The depletion of conventional resources has enhanced researchers’ interest in searching for renewable energy sources. Due to the zero-emission of by-products, there is a strong demand for H₂ production by typical water electrolysis. In this study, we demonstrated that a composite strategy of dual transition metal functional (MoC-TiS₂) was prepared for the first time as a bifunctional electrocatalyst via a hydrothermal route and used in three and two electrolyser setups. Using analytical tools like XRD, SEM/EDX, and XPS, phase purity, morphology, and valances of synthesized electrocatalysts are characterized.

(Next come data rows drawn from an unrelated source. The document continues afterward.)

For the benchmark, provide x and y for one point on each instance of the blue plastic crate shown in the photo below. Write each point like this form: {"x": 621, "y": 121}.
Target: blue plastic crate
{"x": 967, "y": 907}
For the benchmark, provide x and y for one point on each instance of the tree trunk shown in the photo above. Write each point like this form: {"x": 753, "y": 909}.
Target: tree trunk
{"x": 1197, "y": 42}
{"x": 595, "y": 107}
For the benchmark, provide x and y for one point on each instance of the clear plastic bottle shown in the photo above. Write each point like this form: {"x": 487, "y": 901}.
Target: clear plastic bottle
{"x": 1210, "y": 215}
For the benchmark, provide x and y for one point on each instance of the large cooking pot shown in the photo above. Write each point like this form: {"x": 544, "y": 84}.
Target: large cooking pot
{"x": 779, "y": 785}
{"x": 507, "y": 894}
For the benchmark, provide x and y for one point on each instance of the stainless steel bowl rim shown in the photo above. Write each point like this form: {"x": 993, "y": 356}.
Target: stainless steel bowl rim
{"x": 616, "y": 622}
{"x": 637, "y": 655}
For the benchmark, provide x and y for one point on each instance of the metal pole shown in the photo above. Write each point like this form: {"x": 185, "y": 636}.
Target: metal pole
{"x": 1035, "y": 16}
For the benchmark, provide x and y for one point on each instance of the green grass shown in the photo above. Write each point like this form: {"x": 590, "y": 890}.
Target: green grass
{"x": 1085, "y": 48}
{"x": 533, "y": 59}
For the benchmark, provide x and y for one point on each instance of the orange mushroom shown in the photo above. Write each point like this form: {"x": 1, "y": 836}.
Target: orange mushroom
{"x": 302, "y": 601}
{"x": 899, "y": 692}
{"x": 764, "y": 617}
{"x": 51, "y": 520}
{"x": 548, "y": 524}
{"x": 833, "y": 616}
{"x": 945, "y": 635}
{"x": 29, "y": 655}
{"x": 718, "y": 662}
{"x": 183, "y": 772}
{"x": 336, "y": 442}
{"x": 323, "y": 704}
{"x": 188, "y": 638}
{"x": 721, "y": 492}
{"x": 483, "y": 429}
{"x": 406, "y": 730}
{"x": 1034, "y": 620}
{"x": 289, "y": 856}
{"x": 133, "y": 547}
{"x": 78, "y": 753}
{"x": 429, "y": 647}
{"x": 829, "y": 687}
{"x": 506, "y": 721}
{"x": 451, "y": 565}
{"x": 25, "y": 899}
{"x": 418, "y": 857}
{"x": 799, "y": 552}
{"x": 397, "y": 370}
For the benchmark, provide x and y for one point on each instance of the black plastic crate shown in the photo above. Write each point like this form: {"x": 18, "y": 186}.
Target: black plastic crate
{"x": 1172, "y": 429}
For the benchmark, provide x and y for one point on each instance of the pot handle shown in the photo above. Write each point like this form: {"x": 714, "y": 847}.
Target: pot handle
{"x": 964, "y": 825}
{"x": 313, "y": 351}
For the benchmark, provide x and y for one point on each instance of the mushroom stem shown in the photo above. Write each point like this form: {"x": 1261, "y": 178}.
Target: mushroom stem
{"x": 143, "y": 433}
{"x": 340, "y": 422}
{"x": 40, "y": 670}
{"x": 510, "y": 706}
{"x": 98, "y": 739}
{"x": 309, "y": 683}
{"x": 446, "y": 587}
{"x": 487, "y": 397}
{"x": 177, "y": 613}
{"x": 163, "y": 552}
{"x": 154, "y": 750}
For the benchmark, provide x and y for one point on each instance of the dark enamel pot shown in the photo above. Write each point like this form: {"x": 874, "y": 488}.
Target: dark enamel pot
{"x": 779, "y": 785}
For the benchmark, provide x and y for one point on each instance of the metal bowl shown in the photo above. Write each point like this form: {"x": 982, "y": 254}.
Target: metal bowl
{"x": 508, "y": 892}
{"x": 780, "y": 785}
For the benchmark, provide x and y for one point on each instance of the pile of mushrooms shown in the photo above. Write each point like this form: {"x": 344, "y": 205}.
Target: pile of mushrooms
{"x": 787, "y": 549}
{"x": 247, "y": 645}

Combined with pure MoC and TiS₂ samples, microspheres with numerous sheets-like MoC-TiS₂ exhibited superior overall water splitting performance at OER overpotential of 130 mV and HER overpotential of 84 mV, along with small Tafel slopes (82 mVdec^-1@OER & 45 mVdec^-1@HER). The EIS study suggests that the small resistive values of MoC-TiS₂ endow high conductivity with improved electrochemical performance. The interaction induces a charge shift from Ti³⁺/Ti⁴⁺ to Mo²⁺/Mo⁶⁺ across cationic-anionic bonds regulated by the number of hetero-interfaces between MoC and TiS₂ and oxygen vacancies. Serving as a robust bifunctional electrode in a two-electrode configuration for an alkaline water electrolyzer, the MoC-TiS₂ attained benchmark current density by a cell voltage of 1.44 V and maintains its stable performance for at least 185 h. The present study presents a novel bifunctional efficient/durable electrocatalysts for practical water electrolysis application.